I have always had a liking for the technique of having target proteins assemble their own inhibitors. This goes under several names: target-guided synthesis or protein-templated reactions more generally, and in situ click chemistry when the triazole/alkyne reaction is used as the assembly method. But the idea is the same in each case. You bring in two molecules, each of which are functionalized with weakly reactive groups, and if they come into proximity due to their binding conformations in the protein, they will have a chance to react much faster than they would in solution. You could in theory sort through a number of combinations simultaneously, and only the ones that lined up properly in the active site would produce anything. And if they line up that way in the active site, the molecule produced is quite likely to be an inhibitor. The triazole click reaction is quite useful for this work, because the azide and alkyne are pretty inert by themselves, and the background rate of reaction (without proximity-induced acceleration) is very low.
This has been demonstrated in a number of systems over the years (here’s a recent review on the area). I don’t mind mentioning that I’ve done some demonstrating myself (nontriazole work that is unpublished, although I’ve given a couple of talks about the work). No one is still sure how generalizable a technique it is, but when it works, it’s like having magic powers – the affinities of the final products can go up as far as the products of the two precursors’ separate affinities (perhaps even more if the newly formed linker contributes to the binding as well?), which means that you can start with two fifty-micromolar fragments and end up with a nanomolar inhibitor (perhaps).

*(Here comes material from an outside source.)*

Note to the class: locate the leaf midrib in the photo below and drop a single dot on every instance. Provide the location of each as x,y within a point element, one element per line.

You normally do these experiments with purified protein in vitro, and to be honest, that’s one disadvantage: the more protein you shove in there, the better the chances you have of making enough product to detect if some combination actually works. Target-guided synthesis is not an efficient way to crank out a pile of inhibitor; you’re only going to make a little of it, which is why you need a background rate that makes essentially none. LC/MS detection is the norm, because of its sensitivity, but you can still end up using a pretty fair amount of protein to explore the combinations with confidence. Product inhibition is presumably a problem, too, depending on off-rates: if you do make a great inhibitor, it can sit in the protein’s binding site and preventing any more from being made.
More recently, there have been reports of doing this sort of thing inside living cells. That’s quite a step, since you’re no longer availing yourself of artificially high protein or reactant levels. That latter paper, though, shows the formation of a triazole-containing carbonic anhydrase inhibitor, previously shown to form by target-guided synthesis in vitro, by using red blood cells instead. You’d have to think that this has the best chance of working when you’re targeting a protein that’s present in high concentrations naturally, and this certainly fits. But you know what else fits? Ribosomes. Boy, are there are a lot of ribosomes.

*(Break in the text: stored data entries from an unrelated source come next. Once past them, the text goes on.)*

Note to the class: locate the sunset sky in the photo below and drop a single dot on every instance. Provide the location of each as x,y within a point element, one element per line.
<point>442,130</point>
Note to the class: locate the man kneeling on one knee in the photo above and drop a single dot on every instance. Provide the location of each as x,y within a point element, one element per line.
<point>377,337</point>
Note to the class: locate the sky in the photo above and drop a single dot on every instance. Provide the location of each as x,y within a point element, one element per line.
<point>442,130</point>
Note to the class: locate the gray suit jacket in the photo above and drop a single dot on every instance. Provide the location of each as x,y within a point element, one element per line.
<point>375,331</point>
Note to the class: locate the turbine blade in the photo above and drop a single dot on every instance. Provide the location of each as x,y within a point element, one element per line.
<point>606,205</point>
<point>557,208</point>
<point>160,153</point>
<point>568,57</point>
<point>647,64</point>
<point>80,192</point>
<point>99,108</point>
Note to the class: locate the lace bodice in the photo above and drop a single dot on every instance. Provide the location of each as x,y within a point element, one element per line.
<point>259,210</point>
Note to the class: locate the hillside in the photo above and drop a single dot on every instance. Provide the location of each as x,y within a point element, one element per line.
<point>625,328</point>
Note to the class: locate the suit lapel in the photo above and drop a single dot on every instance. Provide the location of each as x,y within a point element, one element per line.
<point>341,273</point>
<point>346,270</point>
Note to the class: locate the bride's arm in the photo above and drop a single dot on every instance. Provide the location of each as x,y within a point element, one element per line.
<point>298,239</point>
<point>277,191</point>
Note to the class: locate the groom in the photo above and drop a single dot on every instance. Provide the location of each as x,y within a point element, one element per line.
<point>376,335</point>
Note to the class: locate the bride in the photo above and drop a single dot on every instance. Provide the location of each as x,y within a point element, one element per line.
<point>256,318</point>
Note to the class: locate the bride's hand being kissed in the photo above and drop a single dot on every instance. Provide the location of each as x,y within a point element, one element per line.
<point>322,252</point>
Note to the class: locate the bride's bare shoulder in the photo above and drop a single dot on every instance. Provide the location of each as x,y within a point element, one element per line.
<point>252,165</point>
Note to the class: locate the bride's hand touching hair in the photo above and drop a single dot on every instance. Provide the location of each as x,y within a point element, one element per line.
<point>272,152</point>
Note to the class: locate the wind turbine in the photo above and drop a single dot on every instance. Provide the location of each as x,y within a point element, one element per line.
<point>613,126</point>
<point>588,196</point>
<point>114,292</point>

That’s where this paper came from a couple of years ago, from a team at Temple who showed that the antibiotic solithromycin, which already has a click-derived triazole in its structure, could be produced inside live bacteria from its two click precursors. The mode of interaction between solithromycin and the bacterial 70S ribosomal subunit is known from X-ray crystallography; the triazole side chain is making binding contacts.
Now the same group reports an extension of this work. They’re using a strain of S. aureus that’s resistant to most macrolide antibiotics, but is still susceptible to ketolides like solithromycin, apparently because of those extra binding interactions with the side chain: the azide-functionalized macrolide is very weakly active, while solithromycin itself, after the triazole side chain has formed, is >100x more potent. (As controls in both these papers, the alkyne fragments were shown to be almost totally inactive themselves, and the solithromycin formation was shut down by adding saturating amounts of another ribosome-binding compound for competition). In this new paper, eleven new alkyne-bearing side chain percursors were assayed, and the formation of the new products correlated with the potency of the products. And these could actually be detected in a 96-well MIC (minimum inhibitory concentration) assay, whose trends were confirmed by LC/MS analysis.

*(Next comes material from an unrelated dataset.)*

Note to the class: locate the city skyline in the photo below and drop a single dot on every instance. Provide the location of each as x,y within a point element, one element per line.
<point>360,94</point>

That’s something that you don’t see in this field – detection through the activity of the products. They’re typically formed in such small amounts (and you typically have so much protein in there) that a functional readout isn’t feasible. But in the living bacteria, things are lined up right for it to work: you have a lot of ribosomal protein, and its inhibition is a big problem for the cells. This opens up the possibility of doing target-guided antibiotic screens on a larger scale, with direct readouts on potency. False negatives could come from using reacting partners that aren’t very cell penetrant, whereas false positives could show up if a reactant is inhibitory on its own. But there should be plenty of room for a good assay window, you’d think.
The authors even suggest that this could be done more broadly than just targeting this known ribosomal binding site, and I’d very much like to see that idea tried out. It’ll be a foot race between the intrinsic amounts of the target proteins and the consequences of their inhibition – that is, is there enough protein to form products, and does its inhibition give you enough of a readout? But I think it’s certainly worth a try. My first suggestion would be to piggyback on known antibiotic structures, but run the click experiments in resistant strains to see if you can overcome that resistance with the new side chains you’re forming, but there are a lot of other possibilities. Pretty much anything that speeds up antibiotic drug discovery or opens up new areas in it will get my vote!